Eliot Spitzer, who used a state office to become one of the most feared law enforcement officials in Wall Street history, announced his candidacy for New York governor on Tuesday.
Spitzer, 45 years old, will seek the Democratic nomination in the 2006 gubernatorial race, which coincides with the end of his second term as New York attorney general. The crusading prosecutor vowed to bring the same spirit to Albany that he showed rooting out scandal in the stock market.
"I bring people together whether they like it or not, and we tackle complex problems -- not with Band-Aid solutions, but with major reform and real change," Spitzer said in a statement. "We did it in the financial industry and other sectors, and we can do it in government."
Spitzer has become one of the best-known politicians in New York for his role in uncovering three major business scandals: faulty stock research by securities firms, trading abuses in mutual fund shares, and kickback arrangements in the insurance industry.
The third continues to make headlines, recently resulting in a board shakeup at
Marsh & McClennan
, which Spitzer has alleged rigged bids in selling insurance coverage through its brokerage unit.
In each case, Spitzer used popular outrage over shady industry practices to force offenders into highly publicized and expensive legal settlements.

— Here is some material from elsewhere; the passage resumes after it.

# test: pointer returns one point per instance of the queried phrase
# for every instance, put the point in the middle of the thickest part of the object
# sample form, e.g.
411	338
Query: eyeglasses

In both the research and mutual fund scandals, companies paid fines totaling well over $1 billion to settle.
Critics have contended that Spitzer has been too conscious of his public personna and say his preference for checkbook justice does little to deter future bad acts in the securities industry.
Spitzer is likely to face incumbent New York Gov. George Pataki, who has yet to disclose formally his intentions for 2006 but is widely expected to seek re-election.